O que a suspensão realmente suspende
A suspensão do contrato alcança as obrigações incompatíveis com ela: a prestação do trabalho, o pagamento do salário e, em determinadas hipóteses, a contagem do tempo de serviço. As demais obrigações continuam, porque o vínculo permanece existindo e segue gerando direitos e deveres para as duas partes. É desse raciocínio que decorre a manutenção do plano.
Quais afastamentos são alcançados
O texto da súmula menciona expressamente o auxílio-doença acidentário e a aposentadoria por invalidez. O afastamento por doença comum, superior a quinze dias, não está no texto, mas costuma receber o mesmo tratamento por analogia, com base no mesmo fundamento: o vínculo não se rompe durante a suspensão.
Quem paga durante o afastamento
A manutenção não significa gratuidade de tudo. A parte que cabia ao empregado antes do afastamento em regra continua sendo devida por ele, e a que cabia à empresa continua sendo dela. O que se discute é o corte do benefício, não a mudança da divisão de custos praticada até então.
O corte costuma vir sem aviso
Na prática, o cancelamento é percebido quando o empregado tenta usar o plano e descobre que a carteira está inativa, muitas vezes no meio de um tratamento. Por isso a orientação é guardar a comunicação da operadora, o extrato de mensalidades e o protocolo da negativa: são os documentos que datam o corte e ligam o cancelamento ao período de afastamento.
Dependentes acompanham o titular
O plano coletivo costuma abranger os dependentes inscritos, e o cancelamento em razão do afastamento em regra atinge todos eles.

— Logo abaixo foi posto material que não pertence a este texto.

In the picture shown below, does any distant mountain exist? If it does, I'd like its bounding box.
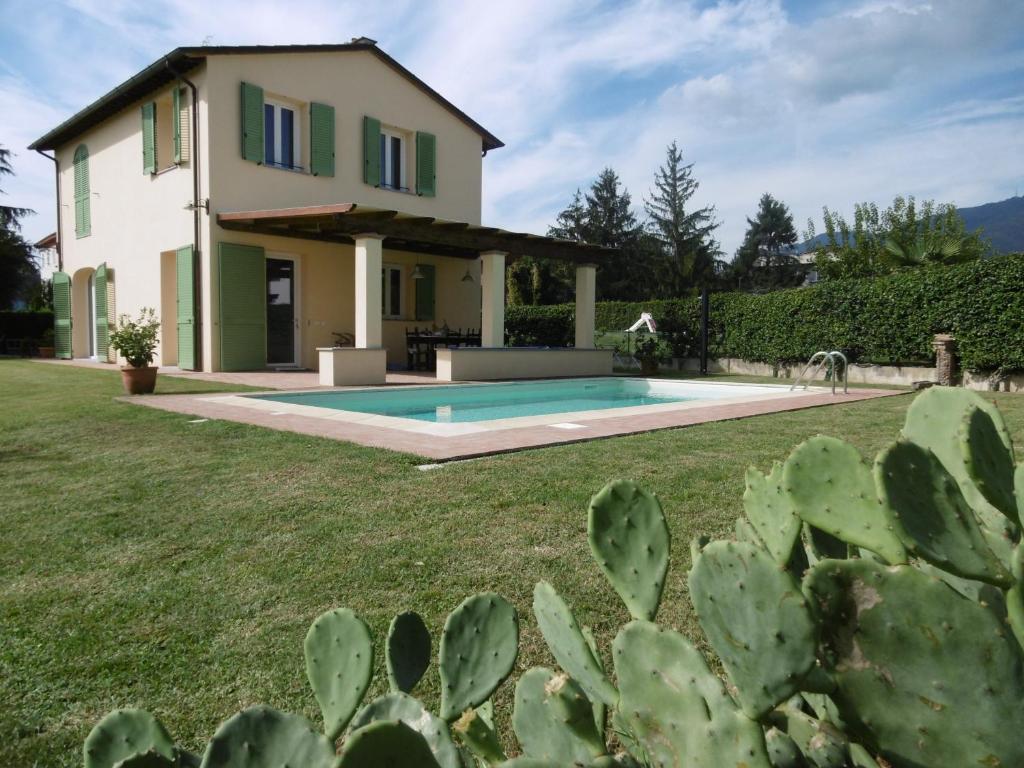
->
[956,197,1024,253]
[796,196,1024,253]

Isso costuma ampliar o alcance da discussão, sobretudo quando há dependente em tratamento continuado no momento do corte.
Documentos que costumam ser relevantes
- Documentos do benefício previdenciário e a sua espécie
- Comunicação da empresa ou da operadora sobre o cancelamento
- Holerites com o desconto da mensalidade antes do afastamento
- Regulamento e condições gerais do plano coletivo
- Protocolos de negativa de atendimento
- Relatórios médicos que demonstrem tratamento em curso
Conteúdo informativo, que não constitui consulta jurídica e não substitui a análise individual de um caso concreto. Cada situação depende dos fatos e das provas disponíveis.